I say "judicially legislated" because TILA's plain text belies the proposition that "to complete rescission and void the contract, ... more is required", and TILA nowhere suggests that "the creditor must acknowledge that the right of rescission is available".  Jesinoski overrules this portion of Gilbert to the extent that it departs from the plain language of the statute.  Consider this quote from Jesinoski:

"It is true that rescission traditionally required either that the rescinding party return what he received before a rescission could be effected (rescission at law), or else that a court affirmatively decree rescission (rescission in equity).  It is also true that the Act disclaims the common-law condition precedent to rescission at law that the borrower tender the proceeds received under the transaction.  15 U. S. C. §1635(b).  But the negation of rescission-at-law's tender requirement hardly implies that the Act codifies rescission in equity.  Nothing in our jurisprudence, and no tool of statutory interpretation, requires that a congressional Act must be construed as implementing its closest common-law analogue.  The clear import of §1635(a) is that a borrower need only provide written notice to a lender in order to exercise his right to rescind.  To the extent §1635(b) alters the traditional process for unwinding such a unilaterally rescinded transaction, this is simply a case in which statutory law modifies common-law practice."  

Compare this with the express language of § 1635(b): "When an obligor exercises his right to rescind . . ., any security interest . . . becomes void".  Based on this, Jesinoski, rightfully admonishes that "rescission is effected when the borrower notifies", which results in "a unilaterally rescinded transaction" where "§1635(b) alters the traditional process".  In other words, upon the mailing of a rescission notice, the security interest becomes void even where borrower does not tender first because 1635(b) alters the process to unwind an already "unilaterally rescinded transaction."  It used to be the case that a borrower had to tender "before a rescission could be effected".  Now such a condition has been "disclaimed," i.e. discarded by TILA, "rescission is effected when the borrower notifies".

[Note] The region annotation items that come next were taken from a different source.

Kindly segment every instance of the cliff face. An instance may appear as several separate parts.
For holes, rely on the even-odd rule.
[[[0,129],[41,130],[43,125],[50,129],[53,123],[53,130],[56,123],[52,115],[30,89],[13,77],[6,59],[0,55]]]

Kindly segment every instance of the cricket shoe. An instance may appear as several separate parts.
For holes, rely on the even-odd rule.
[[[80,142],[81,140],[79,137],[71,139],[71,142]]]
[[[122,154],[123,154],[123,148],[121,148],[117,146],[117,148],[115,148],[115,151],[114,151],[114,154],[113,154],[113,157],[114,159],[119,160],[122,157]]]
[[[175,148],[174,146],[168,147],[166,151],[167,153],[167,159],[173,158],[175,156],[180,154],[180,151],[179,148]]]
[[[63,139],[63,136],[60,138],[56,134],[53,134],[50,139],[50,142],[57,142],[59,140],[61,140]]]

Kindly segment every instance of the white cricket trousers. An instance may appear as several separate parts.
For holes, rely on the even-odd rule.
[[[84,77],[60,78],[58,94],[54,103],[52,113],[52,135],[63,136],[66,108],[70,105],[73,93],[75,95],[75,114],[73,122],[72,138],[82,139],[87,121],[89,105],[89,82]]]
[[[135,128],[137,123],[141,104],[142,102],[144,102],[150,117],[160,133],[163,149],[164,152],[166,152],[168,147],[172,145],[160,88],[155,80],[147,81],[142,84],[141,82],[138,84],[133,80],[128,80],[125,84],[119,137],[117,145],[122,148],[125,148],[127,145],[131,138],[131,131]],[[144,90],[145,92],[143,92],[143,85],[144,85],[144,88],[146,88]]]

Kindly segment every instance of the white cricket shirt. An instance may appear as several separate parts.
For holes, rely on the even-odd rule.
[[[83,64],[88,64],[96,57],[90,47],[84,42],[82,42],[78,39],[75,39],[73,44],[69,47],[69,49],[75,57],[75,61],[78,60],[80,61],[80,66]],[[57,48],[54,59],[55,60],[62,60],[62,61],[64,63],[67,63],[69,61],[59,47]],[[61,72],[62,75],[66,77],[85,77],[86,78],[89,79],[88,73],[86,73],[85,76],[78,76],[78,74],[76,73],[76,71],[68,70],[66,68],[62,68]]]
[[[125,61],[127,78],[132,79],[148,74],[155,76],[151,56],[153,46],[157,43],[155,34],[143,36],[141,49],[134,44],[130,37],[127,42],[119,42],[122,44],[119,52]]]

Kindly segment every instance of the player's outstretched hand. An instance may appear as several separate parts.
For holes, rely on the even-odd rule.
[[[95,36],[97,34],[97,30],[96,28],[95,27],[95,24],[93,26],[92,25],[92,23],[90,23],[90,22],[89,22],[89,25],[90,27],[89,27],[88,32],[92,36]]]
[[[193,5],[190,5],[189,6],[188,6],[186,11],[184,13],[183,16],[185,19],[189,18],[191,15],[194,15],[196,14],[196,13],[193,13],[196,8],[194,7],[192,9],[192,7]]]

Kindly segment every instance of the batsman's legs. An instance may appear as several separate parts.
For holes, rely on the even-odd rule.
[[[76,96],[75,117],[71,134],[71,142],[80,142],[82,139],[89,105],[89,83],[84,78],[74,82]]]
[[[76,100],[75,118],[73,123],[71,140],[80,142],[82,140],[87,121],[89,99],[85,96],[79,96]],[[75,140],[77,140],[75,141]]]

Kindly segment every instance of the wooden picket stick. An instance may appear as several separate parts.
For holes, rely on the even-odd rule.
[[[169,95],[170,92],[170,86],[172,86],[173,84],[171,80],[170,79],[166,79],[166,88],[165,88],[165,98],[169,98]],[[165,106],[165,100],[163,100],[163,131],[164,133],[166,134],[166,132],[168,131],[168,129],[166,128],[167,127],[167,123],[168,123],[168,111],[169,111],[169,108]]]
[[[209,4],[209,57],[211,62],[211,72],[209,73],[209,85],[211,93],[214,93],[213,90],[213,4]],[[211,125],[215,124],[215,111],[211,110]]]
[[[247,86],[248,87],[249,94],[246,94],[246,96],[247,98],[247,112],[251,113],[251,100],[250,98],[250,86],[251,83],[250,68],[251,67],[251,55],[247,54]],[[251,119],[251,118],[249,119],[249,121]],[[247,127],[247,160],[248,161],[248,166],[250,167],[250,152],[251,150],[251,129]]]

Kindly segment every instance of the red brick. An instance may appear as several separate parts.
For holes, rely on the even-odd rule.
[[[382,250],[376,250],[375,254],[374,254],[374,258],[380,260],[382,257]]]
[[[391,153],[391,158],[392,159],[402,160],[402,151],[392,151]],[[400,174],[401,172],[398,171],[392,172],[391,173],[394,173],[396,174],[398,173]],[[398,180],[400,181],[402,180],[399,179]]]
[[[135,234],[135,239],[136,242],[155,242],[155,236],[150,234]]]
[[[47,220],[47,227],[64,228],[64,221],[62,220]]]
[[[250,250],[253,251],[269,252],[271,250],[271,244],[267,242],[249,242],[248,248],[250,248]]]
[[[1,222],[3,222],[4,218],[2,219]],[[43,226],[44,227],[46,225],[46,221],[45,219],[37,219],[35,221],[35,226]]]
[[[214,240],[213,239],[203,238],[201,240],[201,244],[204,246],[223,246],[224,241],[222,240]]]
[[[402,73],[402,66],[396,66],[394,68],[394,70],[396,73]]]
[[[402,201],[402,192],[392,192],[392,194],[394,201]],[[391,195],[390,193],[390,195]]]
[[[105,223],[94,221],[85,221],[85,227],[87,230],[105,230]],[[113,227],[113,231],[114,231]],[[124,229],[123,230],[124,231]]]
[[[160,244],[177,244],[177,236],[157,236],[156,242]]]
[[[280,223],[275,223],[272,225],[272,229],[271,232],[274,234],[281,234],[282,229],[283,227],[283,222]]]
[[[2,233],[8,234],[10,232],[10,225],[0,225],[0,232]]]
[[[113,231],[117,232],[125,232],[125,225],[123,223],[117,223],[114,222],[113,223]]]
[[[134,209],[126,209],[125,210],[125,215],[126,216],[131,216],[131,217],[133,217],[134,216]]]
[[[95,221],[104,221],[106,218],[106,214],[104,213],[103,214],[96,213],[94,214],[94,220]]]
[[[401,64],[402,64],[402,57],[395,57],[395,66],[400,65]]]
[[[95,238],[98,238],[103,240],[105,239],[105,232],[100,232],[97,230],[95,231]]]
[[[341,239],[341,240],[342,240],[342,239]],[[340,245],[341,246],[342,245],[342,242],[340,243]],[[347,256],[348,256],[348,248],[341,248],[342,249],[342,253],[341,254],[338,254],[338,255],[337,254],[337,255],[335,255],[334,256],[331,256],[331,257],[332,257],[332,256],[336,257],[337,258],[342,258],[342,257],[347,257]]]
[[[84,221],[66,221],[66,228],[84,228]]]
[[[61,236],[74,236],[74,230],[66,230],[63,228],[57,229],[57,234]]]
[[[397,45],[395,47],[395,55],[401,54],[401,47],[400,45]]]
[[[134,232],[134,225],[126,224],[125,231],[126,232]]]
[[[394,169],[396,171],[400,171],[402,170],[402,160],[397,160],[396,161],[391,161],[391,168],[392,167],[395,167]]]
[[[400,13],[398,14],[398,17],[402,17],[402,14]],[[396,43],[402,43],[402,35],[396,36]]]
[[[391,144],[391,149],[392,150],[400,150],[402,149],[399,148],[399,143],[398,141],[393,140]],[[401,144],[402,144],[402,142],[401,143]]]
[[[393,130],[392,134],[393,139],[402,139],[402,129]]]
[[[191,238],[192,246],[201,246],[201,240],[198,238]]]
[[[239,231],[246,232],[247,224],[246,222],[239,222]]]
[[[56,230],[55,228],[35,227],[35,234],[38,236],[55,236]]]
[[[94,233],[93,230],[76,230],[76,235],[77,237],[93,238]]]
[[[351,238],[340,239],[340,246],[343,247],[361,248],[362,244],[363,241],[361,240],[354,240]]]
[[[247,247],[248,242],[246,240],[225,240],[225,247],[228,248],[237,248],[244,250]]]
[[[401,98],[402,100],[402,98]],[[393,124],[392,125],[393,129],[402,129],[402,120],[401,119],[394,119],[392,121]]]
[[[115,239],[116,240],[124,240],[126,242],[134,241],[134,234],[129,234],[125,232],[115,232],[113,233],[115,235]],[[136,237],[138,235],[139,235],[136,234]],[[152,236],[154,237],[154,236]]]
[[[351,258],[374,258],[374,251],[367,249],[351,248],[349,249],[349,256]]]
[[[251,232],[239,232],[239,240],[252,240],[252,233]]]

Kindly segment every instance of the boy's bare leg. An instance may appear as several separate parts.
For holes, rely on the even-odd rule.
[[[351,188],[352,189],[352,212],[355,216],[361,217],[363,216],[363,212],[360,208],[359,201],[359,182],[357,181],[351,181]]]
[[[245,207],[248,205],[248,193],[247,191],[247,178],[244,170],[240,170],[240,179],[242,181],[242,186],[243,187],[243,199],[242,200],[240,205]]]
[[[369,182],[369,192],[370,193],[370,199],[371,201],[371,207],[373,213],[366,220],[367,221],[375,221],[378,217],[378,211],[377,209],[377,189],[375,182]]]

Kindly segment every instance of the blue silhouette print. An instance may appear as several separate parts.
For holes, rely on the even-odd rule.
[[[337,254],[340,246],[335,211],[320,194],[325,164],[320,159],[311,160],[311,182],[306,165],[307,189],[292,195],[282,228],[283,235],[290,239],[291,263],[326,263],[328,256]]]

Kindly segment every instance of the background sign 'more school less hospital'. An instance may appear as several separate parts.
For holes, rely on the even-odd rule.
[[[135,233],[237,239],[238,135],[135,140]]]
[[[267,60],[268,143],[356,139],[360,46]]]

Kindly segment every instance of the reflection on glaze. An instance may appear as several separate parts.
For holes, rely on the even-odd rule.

Of course, courts are given power to modify this result, but if choosing to do so, a court would be restoring the void security interest (that became void by operation of a federal statute) as opposed to preventing such interest from becoming void, as most judges purport to do without authority.  See, e.g., In re Brown, No. 15-12027-RGM (Bankr. E.D.Va. Sept. 21, 2015) (relying on the above-addressed passage of Gilbert without analyzing whether that passage is now foreclosed by Jesinoski).

Thus, to the extent that cases like Gilbert in the Fourth Circuit and Yamamoto and its progeny in the Ninth Circuit read into the statute requirements not found there, they have been overruled by Jesinoski. Rescission is effected (i.e., happens) upon the mailing of the rescission notice and the security interest becomes void upon such an effected rescission.  If a bank wants to change this result, it must sue within the applicable time frames.  If it fails to do so, the rescission obtained by operation of the statute remains in place.  The bank may still sue to compel tender, but it can no longer automatically revive a dead security interest.